03-04-2018, 10:39
Po fali hejtu, jaka wylała się na ten film byłem nastawiony na totalną porażkę, a tymczasem, podobnie jak w przypadku BvS zmasowana krytyka JL jest dla mnie niezrozumiała. Owszem, to nie jest najlepszy film o superbohaterach jaki ukazał się w ostatnim czasie (ale też z całą pewnością nie najgorszy!), jest w nim cała masa "głupotek" i aż boli niewykorzystany potencjał, ale bez przesady... Ogólnie oglądało się zaskakująco dobrze. To nie ten poziom co BvS, w tym wypadku nie mam absolutnie żadnych wątpliwości, ale z całą pewnością ogląda się to lepiej niż takie SS.
Generalnie podczas seansu najbardziej przeszkadzał mi... AR. Jakoś nie przepadam za filmami "bez pasów".
No chyba, że to sekwencje IMAX u Nolana, tam jakość obrazu jakoś to rekompensuje.
Aha, jeśli ktoś spodziewa się wodotrysków w wydaniu UHD, to uprzedzam, że jest co najwyżej poprawnie. Z całą pewnością dużo słabiej niż w przypadku BvS.

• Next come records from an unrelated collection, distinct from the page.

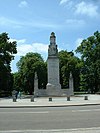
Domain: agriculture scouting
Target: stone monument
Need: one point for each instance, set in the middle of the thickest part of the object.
(53, 86)
(35, 85)
(71, 84)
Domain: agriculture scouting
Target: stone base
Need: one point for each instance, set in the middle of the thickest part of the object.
(53, 90)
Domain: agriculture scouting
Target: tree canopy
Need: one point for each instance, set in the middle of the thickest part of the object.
(90, 55)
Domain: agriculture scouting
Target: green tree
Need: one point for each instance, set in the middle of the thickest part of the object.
(69, 63)
(90, 55)
(7, 49)
(27, 66)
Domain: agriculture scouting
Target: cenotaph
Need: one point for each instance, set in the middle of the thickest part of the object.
(53, 86)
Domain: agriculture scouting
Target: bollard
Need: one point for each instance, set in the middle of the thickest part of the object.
(68, 98)
(32, 98)
(86, 98)
(50, 99)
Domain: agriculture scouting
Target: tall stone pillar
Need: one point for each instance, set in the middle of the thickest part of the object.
(71, 85)
(53, 85)
(35, 85)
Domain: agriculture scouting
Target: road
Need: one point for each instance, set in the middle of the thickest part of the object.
(56, 118)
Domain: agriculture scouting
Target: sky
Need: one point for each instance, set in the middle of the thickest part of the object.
(30, 23)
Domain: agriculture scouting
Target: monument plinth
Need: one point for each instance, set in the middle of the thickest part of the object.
(53, 85)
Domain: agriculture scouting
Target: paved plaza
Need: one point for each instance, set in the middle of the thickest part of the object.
(77, 100)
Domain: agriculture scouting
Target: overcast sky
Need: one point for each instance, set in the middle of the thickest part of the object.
(30, 23)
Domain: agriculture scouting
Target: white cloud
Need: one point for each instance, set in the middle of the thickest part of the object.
(18, 41)
(16, 24)
(87, 9)
(23, 4)
(64, 2)
(23, 47)
(75, 22)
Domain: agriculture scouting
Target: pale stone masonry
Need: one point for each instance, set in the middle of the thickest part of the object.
(53, 85)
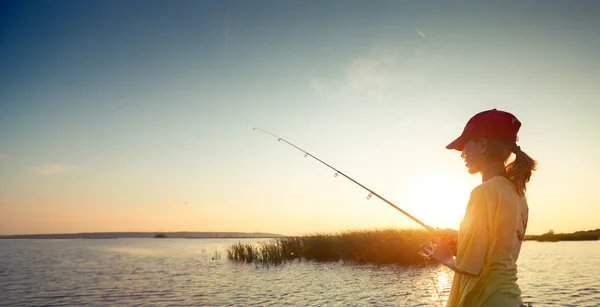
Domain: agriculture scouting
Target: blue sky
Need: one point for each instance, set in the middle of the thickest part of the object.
(115, 114)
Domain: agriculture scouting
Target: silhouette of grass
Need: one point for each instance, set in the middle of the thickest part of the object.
(378, 246)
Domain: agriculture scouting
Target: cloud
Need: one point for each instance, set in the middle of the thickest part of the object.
(49, 169)
(381, 74)
(420, 33)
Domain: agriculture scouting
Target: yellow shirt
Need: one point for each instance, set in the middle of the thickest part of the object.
(489, 242)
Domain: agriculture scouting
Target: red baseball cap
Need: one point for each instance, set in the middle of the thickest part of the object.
(493, 124)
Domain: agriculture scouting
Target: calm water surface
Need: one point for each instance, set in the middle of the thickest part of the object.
(196, 272)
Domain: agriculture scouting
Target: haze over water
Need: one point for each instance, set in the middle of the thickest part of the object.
(195, 272)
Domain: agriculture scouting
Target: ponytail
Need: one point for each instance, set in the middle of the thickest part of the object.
(519, 171)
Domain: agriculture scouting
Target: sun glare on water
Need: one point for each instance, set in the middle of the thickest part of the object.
(439, 200)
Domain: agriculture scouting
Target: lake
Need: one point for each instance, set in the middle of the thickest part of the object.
(196, 272)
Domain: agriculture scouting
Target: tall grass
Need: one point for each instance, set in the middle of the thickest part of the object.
(380, 246)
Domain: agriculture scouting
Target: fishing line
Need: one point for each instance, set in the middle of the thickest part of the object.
(337, 172)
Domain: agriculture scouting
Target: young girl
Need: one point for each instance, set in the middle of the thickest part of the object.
(492, 230)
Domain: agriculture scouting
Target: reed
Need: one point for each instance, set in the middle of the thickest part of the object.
(378, 246)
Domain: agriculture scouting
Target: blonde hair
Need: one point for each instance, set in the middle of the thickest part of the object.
(520, 169)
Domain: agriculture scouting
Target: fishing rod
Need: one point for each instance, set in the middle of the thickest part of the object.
(337, 172)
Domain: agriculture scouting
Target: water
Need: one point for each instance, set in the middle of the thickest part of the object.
(196, 272)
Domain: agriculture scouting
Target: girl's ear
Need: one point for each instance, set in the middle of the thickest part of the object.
(482, 144)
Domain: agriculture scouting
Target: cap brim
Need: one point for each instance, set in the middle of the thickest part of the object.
(458, 144)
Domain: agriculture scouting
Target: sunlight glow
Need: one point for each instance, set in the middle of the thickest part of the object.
(440, 199)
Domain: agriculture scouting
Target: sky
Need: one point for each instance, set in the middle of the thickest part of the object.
(138, 115)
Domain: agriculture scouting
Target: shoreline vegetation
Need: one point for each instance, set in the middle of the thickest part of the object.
(384, 246)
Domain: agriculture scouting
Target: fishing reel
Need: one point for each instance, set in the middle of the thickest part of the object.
(428, 248)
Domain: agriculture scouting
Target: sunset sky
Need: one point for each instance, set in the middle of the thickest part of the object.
(138, 115)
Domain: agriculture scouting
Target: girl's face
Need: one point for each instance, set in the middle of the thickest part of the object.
(473, 154)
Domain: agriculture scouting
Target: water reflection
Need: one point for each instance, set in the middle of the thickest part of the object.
(439, 284)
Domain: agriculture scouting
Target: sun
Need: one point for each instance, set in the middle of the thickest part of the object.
(439, 199)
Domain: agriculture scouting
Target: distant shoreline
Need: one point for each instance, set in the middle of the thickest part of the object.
(550, 236)
(149, 235)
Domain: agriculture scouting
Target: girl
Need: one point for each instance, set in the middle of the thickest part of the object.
(492, 230)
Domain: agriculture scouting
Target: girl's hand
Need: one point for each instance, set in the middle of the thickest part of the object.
(451, 234)
(442, 252)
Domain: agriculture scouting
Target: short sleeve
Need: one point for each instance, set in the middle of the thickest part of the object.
(473, 239)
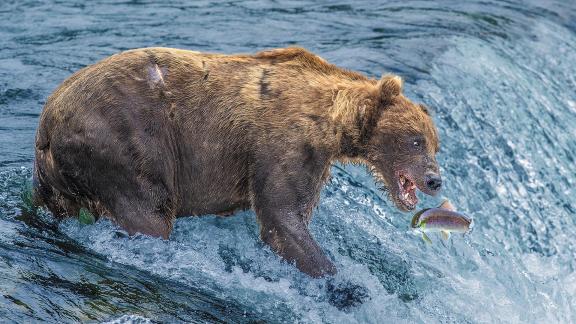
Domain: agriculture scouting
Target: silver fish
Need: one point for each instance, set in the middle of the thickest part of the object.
(443, 219)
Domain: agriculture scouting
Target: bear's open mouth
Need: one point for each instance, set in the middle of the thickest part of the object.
(407, 191)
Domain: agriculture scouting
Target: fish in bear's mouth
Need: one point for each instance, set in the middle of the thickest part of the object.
(406, 191)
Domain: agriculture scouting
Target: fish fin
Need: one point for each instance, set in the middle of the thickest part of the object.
(426, 238)
(446, 204)
(445, 235)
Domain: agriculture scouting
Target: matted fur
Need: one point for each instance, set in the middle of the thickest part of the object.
(151, 134)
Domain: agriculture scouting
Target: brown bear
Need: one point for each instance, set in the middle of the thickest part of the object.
(151, 134)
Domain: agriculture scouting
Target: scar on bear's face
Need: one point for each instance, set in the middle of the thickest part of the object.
(156, 76)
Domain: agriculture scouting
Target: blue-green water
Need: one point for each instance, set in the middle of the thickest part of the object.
(500, 77)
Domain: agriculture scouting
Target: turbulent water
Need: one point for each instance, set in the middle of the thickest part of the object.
(500, 77)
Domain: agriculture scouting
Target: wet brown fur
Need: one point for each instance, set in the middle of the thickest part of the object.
(148, 135)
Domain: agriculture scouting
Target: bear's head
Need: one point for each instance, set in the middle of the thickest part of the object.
(399, 143)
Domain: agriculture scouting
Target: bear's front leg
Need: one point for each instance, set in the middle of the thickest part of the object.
(284, 192)
(288, 236)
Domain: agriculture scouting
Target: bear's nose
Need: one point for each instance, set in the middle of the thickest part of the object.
(434, 182)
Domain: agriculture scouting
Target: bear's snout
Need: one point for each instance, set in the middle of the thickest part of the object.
(433, 182)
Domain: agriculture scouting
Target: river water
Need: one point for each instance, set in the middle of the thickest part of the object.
(500, 78)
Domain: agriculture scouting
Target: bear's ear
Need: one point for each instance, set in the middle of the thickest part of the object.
(389, 86)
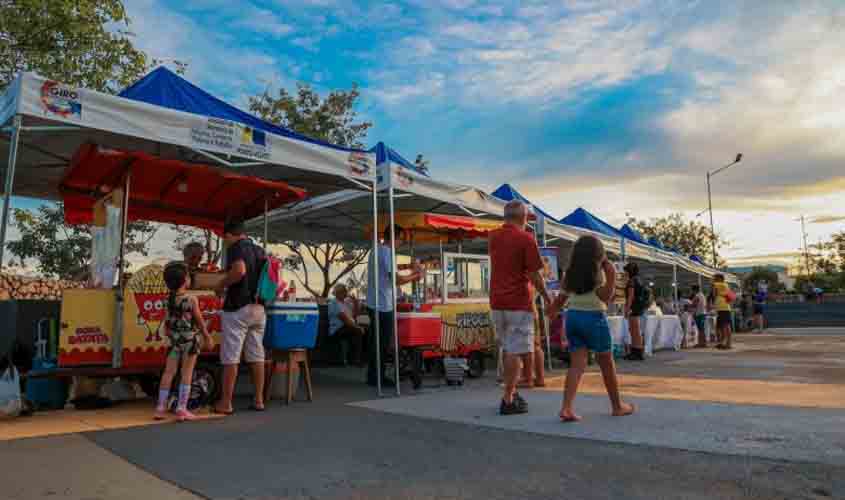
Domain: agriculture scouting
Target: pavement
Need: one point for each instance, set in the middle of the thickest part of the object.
(449, 443)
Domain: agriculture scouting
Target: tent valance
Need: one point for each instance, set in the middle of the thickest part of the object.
(168, 191)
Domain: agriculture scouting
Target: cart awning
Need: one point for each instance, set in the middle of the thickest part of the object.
(169, 191)
(429, 228)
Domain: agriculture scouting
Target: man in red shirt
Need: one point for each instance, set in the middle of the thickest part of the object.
(516, 264)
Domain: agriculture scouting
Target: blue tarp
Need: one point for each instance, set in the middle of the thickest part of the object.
(632, 234)
(584, 219)
(507, 192)
(385, 154)
(164, 88)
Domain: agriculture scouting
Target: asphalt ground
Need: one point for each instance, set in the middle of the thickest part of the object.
(349, 445)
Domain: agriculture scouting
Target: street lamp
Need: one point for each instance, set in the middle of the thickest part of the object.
(710, 204)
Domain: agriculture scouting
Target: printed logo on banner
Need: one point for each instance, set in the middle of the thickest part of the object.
(253, 143)
(403, 179)
(60, 99)
(359, 163)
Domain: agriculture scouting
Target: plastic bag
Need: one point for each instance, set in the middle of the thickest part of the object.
(10, 393)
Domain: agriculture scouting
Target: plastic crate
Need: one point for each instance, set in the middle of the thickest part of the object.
(291, 325)
(419, 329)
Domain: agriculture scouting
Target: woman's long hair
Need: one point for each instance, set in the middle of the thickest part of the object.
(582, 275)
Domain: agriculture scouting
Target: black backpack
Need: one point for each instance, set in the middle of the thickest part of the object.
(642, 295)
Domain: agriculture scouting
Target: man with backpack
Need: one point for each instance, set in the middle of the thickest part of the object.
(243, 317)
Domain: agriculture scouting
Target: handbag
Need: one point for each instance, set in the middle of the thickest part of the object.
(10, 393)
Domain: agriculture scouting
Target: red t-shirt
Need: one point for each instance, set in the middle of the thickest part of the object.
(513, 256)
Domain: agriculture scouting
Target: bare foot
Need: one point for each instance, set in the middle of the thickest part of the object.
(625, 410)
(569, 416)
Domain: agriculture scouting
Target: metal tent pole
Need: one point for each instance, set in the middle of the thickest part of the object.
(10, 181)
(266, 223)
(545, 318)
(376, 284)
(117, 336)
(393, 279)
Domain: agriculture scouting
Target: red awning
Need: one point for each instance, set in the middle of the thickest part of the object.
(170, 191)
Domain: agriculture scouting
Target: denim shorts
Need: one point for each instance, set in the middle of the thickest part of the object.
(588, 330)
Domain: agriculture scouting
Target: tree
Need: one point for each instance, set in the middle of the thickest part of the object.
(64, 251)
(332, 119)
(759, 274)
(687, 236)
(86, 43)
(211, 242)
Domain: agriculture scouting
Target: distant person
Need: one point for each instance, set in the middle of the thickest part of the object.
(722, 305)
(181, 324)
(699, 304)
(342, 328)
(760, 310)
(385, 312)
(515, 265)
(637, 301)
(243, 318)
(589, 285)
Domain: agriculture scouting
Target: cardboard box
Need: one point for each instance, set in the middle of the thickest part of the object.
(207, 281)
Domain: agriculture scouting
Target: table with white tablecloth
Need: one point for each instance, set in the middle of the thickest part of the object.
(659, 332)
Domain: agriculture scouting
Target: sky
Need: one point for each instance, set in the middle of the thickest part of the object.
(617, 106)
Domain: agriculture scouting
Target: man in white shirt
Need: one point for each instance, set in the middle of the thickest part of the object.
(699, 304)
(342, 327)
(385, 301)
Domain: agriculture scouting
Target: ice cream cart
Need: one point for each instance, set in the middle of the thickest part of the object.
(115, 326)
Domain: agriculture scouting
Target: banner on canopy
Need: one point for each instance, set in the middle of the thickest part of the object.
(38, 97)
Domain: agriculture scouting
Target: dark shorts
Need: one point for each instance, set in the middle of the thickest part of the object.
(700, 322)
(588, 330)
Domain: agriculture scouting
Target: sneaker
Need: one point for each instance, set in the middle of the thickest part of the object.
(185, 415)
(514, 408)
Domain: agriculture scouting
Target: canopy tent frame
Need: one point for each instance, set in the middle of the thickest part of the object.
(32, 105)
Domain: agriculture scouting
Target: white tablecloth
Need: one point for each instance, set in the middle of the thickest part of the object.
(659, 332)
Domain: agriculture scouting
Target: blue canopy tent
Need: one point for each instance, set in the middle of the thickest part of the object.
(507, 192)
(386, 154)
(584, 219)
(218, 127)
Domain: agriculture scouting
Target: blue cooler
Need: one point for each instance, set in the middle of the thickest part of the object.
(291, 325)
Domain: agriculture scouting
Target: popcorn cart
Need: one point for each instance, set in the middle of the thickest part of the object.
(446, 316)
(115, 326)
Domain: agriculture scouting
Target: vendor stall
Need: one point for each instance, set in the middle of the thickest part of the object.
(164, 150)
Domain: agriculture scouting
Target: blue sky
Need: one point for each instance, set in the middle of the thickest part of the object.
(617, 106)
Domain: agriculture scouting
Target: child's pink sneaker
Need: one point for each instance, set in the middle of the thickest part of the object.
(185, 415)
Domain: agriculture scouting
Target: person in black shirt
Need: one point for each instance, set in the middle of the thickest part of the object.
(243, 317)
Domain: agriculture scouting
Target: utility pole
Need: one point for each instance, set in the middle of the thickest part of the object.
(806, 250)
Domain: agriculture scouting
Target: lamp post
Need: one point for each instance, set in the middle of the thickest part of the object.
(710, 204)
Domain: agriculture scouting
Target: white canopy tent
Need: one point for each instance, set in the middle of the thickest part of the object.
(44, 123)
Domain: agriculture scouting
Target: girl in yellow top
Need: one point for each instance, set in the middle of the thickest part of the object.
(588, 287)
(722, 305)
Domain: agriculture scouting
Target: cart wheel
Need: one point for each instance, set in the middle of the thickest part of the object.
(476, 365)
(416, 380)
(205, 385)
(149, 384)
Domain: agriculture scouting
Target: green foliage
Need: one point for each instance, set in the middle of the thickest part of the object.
(759, 274)
(331, 119)
(687, 236)
(63, 251)
(86, 43)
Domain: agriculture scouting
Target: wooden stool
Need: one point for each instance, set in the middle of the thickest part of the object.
(289, 356)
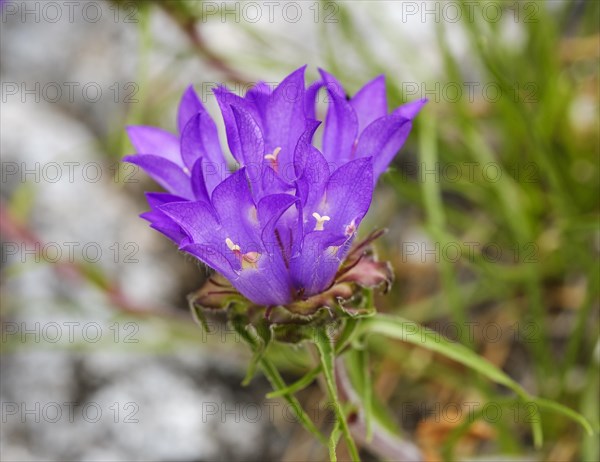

Generalnie podczas seansu najbardziej przeszkadzał mi... AR. Jakoś nie przepadam za filmami "bez pasów".
No chyba, że to sekwencje IMAX u Nolana, tam jakość obrazu jakoś to rekompensuje. Aha, jeśli ktoś spodziewa się wodotrysków w wydaniu UHD, to uprzedzam, że jest co najwyżej poprawnie. Z całą pewnością dużo słabiej niż w przypadku BvS.